End of the year and time for my bean report (I know I'm not technically a member of the Network, and will not be any time soon, but since it is in my plans to share my seed when and if I ever get enough to share, I suppose a running report is probably a good idea.)
As with previous years, the Mottled grey results can be described in one word...frustrating. As of this point I have harvested a grand total of ONE seed this year (and that one is about half the normal size and rather thin. read "far from good" (the only reason I know it is actually ripe is that the seed coat is fully colored; at that size an immature seed would have been white.)

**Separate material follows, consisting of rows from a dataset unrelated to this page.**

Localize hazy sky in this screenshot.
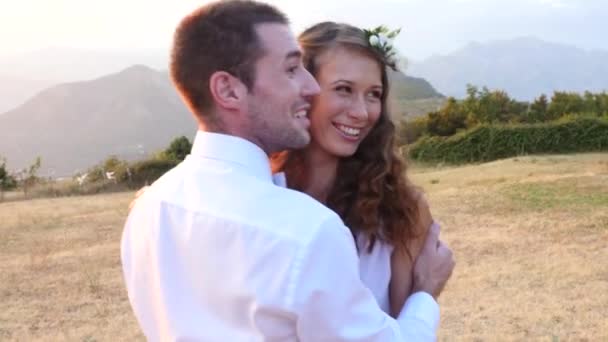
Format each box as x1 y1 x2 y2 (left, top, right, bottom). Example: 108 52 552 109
0 0 608 59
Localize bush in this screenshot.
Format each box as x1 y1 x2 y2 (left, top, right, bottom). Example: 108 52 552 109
409 117 608 163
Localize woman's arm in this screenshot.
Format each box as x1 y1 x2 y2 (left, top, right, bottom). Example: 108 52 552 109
389 194 433 317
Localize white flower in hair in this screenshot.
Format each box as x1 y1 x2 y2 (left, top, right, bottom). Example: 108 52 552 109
378 33 389 46
363 26 401 69
369 35 379 46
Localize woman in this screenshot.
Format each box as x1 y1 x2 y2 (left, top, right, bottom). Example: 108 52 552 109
271 22 432 316
129 22 432 317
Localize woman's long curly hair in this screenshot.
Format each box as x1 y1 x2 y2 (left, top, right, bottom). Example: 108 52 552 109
271 22 418 257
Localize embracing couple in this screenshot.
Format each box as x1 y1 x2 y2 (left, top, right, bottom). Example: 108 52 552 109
121 1 454 341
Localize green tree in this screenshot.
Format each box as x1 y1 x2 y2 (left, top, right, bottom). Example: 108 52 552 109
21 157 42 197
0 158 17 202
547 91 585 120
427 97 467 136
523 94 549 123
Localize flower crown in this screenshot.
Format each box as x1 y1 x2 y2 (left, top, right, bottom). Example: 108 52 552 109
363 25 401 69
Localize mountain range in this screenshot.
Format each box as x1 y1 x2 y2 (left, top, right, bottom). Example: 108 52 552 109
408 37 608 100
0 65 441 177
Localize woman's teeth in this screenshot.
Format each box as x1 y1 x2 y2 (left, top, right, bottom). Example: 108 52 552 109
336 125 361 137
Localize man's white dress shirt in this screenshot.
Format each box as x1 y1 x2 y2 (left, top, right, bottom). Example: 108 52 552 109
121 131 439 341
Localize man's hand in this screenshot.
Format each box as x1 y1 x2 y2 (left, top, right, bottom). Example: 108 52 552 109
413 224 455 299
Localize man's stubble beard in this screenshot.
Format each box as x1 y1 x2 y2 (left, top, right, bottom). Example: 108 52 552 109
247 101 310 153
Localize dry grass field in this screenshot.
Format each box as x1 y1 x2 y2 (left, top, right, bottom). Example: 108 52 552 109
0 154 608 342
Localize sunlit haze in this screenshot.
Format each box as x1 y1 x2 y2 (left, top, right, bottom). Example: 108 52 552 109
0 0 608 59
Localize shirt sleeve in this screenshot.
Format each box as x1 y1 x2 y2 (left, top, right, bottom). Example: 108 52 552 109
293 216 439 342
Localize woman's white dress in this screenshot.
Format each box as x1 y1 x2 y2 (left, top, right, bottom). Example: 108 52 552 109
356 234 393 314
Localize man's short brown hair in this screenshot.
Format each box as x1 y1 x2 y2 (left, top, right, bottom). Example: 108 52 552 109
170 0 288 118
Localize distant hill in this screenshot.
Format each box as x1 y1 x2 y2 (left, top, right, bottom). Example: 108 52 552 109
0 65 442 176
0 66 196 176
0 47 168 113
408 38 608 100
0 74 53 114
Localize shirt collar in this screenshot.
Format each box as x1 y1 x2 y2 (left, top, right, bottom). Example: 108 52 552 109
191 130 273 182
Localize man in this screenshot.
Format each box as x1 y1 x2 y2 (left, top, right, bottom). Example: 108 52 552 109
122 1 454 341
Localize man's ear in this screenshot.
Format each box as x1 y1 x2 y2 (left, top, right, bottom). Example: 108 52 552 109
209 71 247 110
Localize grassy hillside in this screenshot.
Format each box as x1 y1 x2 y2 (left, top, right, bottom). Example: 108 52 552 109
0 153 608 341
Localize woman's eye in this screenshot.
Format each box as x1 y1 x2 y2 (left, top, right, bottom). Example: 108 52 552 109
336 86 352 94
370 91 382 100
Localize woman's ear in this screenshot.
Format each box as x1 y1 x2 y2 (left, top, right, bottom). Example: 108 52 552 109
209 71 248 110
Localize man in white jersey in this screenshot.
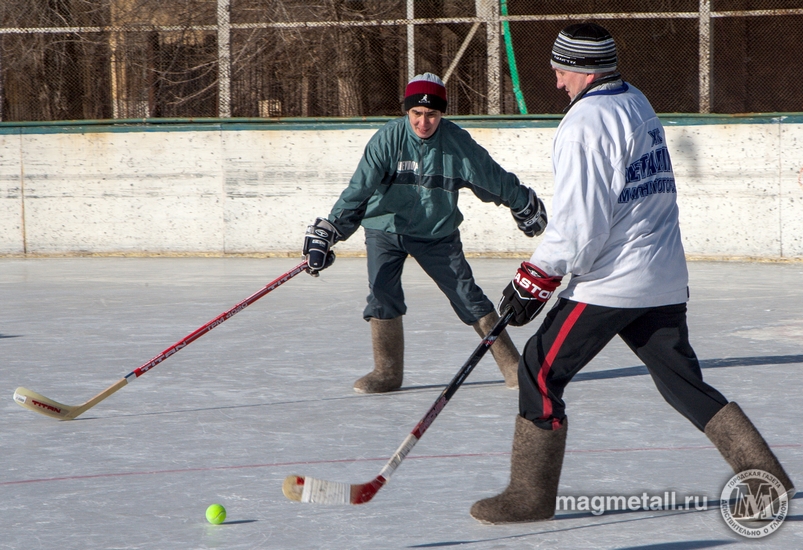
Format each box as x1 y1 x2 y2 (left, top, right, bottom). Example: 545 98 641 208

As an ironic twist, now that it is almost October, and the season is winding down, ALL of the remaining Mottled Grey plants are developing blossoms now. The same thing happened last year. This has got to be the most difficult bean on EARTH! So long season that it (usually) won't blossom until around now; so sensitive to heat that summer weather kills it (which means that it won't work for someone with a warm climate like flowerweavers either; the moment it gets at all warm, the plants begin to suffer like crazy. While I CAN extend the time by bringing the pot in over the winter should more pods form (that's another point, the pod from flower set is lousy) but out of nine or so plants still alive, only one or two look big and healthy enough to make survival beyond one pod at all likely (the rest are in that "death mode" appearance, with just enough leaf mass left to maybe keep a single pod alive to maturity, then guaranteed death. The one saving grace, I suppose it that I only have to go through one more year of this. After that, all of the original seed I got will be used up and I will be down to those seeds I did get back, which will presumably be those that are short enough season or heat tolerant enough to be usable.
Fort Portal Violet progressed better (but that of course is by now wholly decended from seed I have grown myself, so any non performers are long since winnowed out of the population. Not a great crop, the heat we had mid July and August took it's toll. Plus recently I've gotten a problem I haven't had any year before. Much as some year my dill and parsley get infested with black swallowtail caterpillars, this year a lot of my FPV pods recently have been devoured by caterpillars that are either from a Blue or a Hairstreak butterfly (and the attendant ants) Apparently they'll eat rice beans too, as they have also taken the last of the pods of that; after a deer came in and devoured all but one of the pods of one of the only other two that made flowers. I went from about twenty pods to one overnight (the third plant made it through unscathed but that one only made two pods)
The bright side is that it looks like at least ONE of the FPV plants that made it though is the larger podded FPVS (I'll have to remember that for next year, FPVS is quite a bit later season than normal FPV.)